ACP and MCP are tailored for their respective roles. MCP uses JSON-RPC as its communication protocol, while ACP adopts a RESTful architecture implemented over HTTP, supporting both synchronous and asynchronous agent interactions.
ACP allows developers to interact with agents directly with tools like curl, Postman, or a simple web browser, without a dedicated software developer kit (though an SDK for Python and TypeScript are provided). ACP also allows agents to carry their own metadata so they can be found even in secure or air-gapped setups.
ACP opens new architectures beyond the “manager” pattern where a boss agent calls other agents. With ACP, agents can interact as peers, instead of through an intermediary. This matters if agents within an organization, or from outside, need to handle business on their own.
“Either one should be able to initiate a conversation or delegate a task,” says Blair. “Within an organization, you might have an agent triaging customer queries that should be able to send their customer to the right service agent which can then close out the ticket.”
The BeeAI team showed off an early version of ACP in March, at the AI Dev 25 conference in San Francisco hosted by tech entrepreneur and DeepLearning.AI founder Andrew Ng. A few weeks later, Google unveiled its own agent-to-agent protocol, A2A.
Is there room for two agent protocols? “Absolutely,” says Blair, “at least for now. It’s early days and I expect there will be a lot of iterations as protocols are put to the test under real-world use.”

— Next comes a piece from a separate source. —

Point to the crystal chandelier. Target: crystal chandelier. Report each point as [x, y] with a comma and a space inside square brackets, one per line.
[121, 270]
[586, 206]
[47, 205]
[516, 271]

As a community-led project with an open governance structure, ACP allows developers to adopt and improve on the standard without worrying about vendor lock-in. “We have monthly open community calls and an active GitHub discussion section,” says Blair. “We make sure the project always has tasks for community members to pick up and pitch in.”
And ACP is already part of the AI curriculum. Starting June 25, the Linux Foundation and BeeAI will offer a short course on ACP through Ng’s education platform, DeepLearning.AI. The ACP course will complement an existing course on MCP and be taught by IBM AI engineers Sandi Besen and Nicholas Renotte. Mark your calendar.